CTS News and Info
- Country: Republic of China (Taiwan)
- Broadcast area: Taiwan, Asia Pacific, EMEA, & Americas
- Network: Chinese Television System

Programming
- Picture format: 1080i HDTV

Ownership
- Owner: Chinese Television System (Taiwan Broadcasting System)

History
- Launched: 2004 (as CTS Recreation) 2012 (as CTS News and Info)
- Former names: CTS Recreation

Availability

Terrestrial
- Digital: Channel 20

Streaming media
- YouTube: Live feed

= CTS News and Info =

Television channel of Taiwan

CTS News and Info (華視新聞資訊台 (Huáshì Xīnwén Zīxùn Tái, Huashih Hsinwen Tzuhsün T'ai)) is a digital television 24-hour news channel operated by Chinese Television System (CTS) in Taiwan. It used to be CTS Recreation () until September 10, 2012.

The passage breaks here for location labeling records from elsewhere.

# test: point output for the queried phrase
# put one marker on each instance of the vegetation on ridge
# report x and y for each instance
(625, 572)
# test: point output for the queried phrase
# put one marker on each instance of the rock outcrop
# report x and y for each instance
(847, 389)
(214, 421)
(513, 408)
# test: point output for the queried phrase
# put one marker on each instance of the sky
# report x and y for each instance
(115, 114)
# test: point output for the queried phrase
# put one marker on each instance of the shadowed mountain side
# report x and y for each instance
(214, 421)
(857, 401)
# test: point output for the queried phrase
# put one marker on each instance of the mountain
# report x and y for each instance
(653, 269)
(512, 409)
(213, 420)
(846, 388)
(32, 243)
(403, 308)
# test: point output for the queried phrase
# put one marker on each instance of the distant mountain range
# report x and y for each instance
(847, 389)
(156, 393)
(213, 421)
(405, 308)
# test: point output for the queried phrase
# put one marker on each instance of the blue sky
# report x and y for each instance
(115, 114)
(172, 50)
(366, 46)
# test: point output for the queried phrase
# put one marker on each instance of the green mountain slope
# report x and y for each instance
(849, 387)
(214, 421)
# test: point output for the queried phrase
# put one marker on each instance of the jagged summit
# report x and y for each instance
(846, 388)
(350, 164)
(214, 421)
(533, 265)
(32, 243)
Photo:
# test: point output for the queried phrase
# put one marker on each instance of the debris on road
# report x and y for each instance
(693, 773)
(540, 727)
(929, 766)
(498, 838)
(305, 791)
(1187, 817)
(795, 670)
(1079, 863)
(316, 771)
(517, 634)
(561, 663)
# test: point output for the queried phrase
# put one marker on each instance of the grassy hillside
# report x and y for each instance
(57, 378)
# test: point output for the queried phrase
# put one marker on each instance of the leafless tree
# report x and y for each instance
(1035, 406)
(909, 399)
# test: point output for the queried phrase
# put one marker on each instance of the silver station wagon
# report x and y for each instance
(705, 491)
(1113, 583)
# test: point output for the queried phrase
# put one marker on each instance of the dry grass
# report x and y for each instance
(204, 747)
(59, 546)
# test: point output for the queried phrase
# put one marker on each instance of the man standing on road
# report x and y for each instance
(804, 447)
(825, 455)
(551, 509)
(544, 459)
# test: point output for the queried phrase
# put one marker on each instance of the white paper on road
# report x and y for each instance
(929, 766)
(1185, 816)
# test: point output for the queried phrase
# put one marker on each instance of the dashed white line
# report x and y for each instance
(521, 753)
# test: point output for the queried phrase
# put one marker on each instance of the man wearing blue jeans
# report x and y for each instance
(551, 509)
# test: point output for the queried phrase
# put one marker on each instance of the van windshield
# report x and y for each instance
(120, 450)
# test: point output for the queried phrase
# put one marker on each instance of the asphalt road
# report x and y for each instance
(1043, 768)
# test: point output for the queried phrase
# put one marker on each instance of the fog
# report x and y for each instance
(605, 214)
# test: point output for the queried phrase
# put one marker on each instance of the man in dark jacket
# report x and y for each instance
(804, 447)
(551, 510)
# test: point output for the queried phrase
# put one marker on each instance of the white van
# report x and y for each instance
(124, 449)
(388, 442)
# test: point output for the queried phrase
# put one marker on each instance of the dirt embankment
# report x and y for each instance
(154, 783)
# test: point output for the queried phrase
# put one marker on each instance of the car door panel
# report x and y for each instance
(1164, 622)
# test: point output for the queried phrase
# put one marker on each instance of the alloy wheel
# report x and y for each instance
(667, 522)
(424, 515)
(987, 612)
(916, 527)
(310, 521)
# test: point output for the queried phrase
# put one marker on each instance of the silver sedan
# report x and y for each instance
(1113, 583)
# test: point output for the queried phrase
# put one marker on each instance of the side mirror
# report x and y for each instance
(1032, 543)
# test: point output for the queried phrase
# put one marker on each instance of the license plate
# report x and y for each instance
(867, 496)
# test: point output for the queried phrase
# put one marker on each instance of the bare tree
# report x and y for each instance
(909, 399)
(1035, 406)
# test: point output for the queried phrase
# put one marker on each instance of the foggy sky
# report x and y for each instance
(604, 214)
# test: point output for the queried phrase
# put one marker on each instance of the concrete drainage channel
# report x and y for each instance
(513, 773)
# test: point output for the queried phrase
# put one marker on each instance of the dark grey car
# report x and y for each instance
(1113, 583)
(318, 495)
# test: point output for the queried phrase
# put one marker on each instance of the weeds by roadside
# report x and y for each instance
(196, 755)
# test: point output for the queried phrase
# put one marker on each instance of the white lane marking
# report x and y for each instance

On April 19, 2021, CTS News and Info Channel took over Taiwan's Cable Channel 52 replaced the rival CTi News, owned by the Want Want China Times Group after the National Communications Commission approved CTS News and Info Channel's transfer from cable channel 130 to cable channel 52.

==Opening and Closing times==
CTS Main Channel is on air 24 hours each day.

Except for the last Thursday of every month at 4 AM, it will be closed for one hour for system testing, and then the broadcast will resume at 5 AM.